Objective: This study aimed to determine whether early admission of stroke patients to inpatient rehabilitation facilities (IRFs) resulted in improvement in motor function during hospitalization. Methods: Data were extracted from the Japan association of rehabilitation database for 2,177 patients admitted to IRFs at 32 centers. Items surveyed were age; sex; stroke type; length of stay; period from onset to IRF admission (≤7, 8–14, or 15–60 days); motor functional independence measure (mFIM) and cognitive FIM (cFIM) at admission and discharge; and modified Rankin Scale (mRS) score before onset, at admission, and at discharge. In addition, the difference between mFIM at admission and at discharge (mFIM gain) were calculated. For comparative analysis, we stratified patients into mildly, moderately, and severely impaired groups if their mRS scores at admission were 0–2, 3, and 4–5, respectively. We used multiple regression analysis to examine the factors affecting ADL at discharge.
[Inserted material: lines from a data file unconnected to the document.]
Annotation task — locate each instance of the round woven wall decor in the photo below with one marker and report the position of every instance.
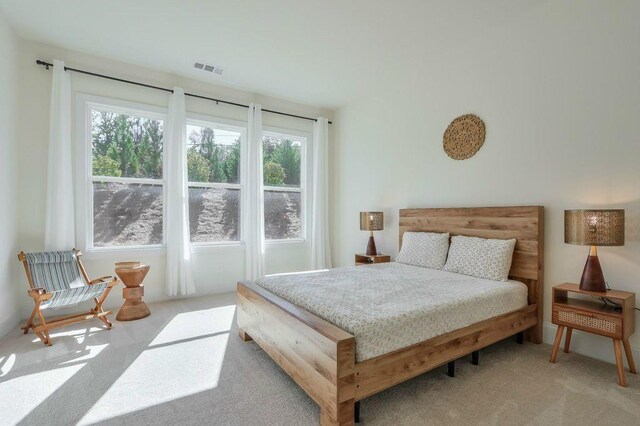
(464, 137)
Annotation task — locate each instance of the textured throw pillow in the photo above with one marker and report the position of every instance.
(425, 249)
(480, 257)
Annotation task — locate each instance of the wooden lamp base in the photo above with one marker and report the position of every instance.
(371, 246)
(592, 276)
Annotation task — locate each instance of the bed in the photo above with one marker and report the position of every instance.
(326, 345)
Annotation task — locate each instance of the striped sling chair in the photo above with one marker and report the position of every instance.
(58, 279)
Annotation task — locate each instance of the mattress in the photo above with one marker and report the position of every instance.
(390, 306)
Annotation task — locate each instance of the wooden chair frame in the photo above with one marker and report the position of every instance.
(320, 357)
(39, 295)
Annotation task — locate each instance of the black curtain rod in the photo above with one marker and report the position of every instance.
(164, 89)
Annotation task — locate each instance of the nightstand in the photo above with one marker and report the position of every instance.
(593, 316)
(364, 259)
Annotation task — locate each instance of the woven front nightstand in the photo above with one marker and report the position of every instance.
(615, 320)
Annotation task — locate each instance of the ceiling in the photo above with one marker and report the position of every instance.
(324, 53)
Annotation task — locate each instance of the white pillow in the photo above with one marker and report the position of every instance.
(480, 257)
(425, 249)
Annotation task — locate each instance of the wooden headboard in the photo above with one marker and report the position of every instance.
(524, 223)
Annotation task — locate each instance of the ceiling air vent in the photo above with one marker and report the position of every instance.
(208, 68)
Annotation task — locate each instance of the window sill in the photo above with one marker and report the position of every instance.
(301, 241)
(122, 252)
(233, 245)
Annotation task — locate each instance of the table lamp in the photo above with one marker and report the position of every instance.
(371, 221)
(594, 228)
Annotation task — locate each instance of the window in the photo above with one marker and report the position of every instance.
(215, 184)
(125, 174)
(283, 162)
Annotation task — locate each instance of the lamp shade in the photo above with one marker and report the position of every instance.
(371, 221)
(594, 227)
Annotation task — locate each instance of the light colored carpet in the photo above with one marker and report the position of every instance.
(186, 365)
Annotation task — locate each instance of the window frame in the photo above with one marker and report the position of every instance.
(235, 126)
(85, 179)
(305, 149)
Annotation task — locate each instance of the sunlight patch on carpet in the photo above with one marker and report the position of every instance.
(23, 394)
(189, 325)
(163, 374)
(90, 351)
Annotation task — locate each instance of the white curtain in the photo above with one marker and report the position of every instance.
(254, 196)
(320, 249)
(179, 274)
(60, 213)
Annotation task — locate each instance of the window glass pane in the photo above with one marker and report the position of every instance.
(126, 145)
(126, 214)
(214, 214)
(282, 215)
(281, 155)
(213, 155)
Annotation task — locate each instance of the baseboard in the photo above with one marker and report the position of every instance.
(587, 344)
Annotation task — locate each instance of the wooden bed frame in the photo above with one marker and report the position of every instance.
(320, 357)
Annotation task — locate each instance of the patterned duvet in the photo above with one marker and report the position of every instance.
(391, 306)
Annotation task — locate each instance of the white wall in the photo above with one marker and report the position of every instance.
(216, 269)
(9, 138)
(558, 90)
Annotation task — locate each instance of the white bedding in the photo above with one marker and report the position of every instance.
(391, 306)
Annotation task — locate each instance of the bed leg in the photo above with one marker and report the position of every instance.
(475, 356)
(345, 416)
(243, 335)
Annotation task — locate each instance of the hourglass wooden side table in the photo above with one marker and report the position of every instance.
(132, 274)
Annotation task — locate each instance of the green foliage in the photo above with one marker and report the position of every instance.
(133, 143)
(285, 153)
(223, 160)
(274, 174)
(105, 166)
(197, 166)
(232, 163)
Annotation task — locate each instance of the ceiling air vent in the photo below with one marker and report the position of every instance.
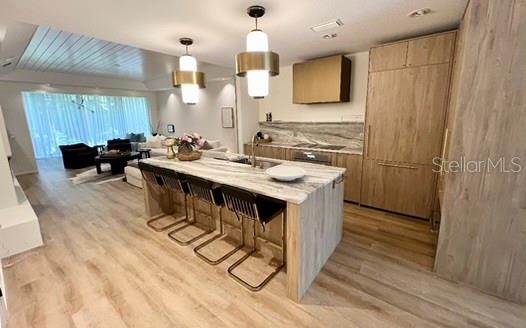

Results: Mildly impaired patients admitted within 7 days of onset had a higher mFIM score and mFIM gain (estimate=4.75, p=0.032) than those admitted 15–60 days after onset. Meanwhile in moderately impaired patients, no correlation was found between the length of time from onset to admission, and mFIM and mFIM gain. Severely impaired patients admitted within 7 days of onset had a higher mFIM score and mFIM gain (estimate=9.07, p=0.032) than those admitted 15–60 days after onset. Conclusion: Mildly and severely impaired stroke patients experience greater improvement in ADL, if admitted to an IRF within 7 days after stroke onset.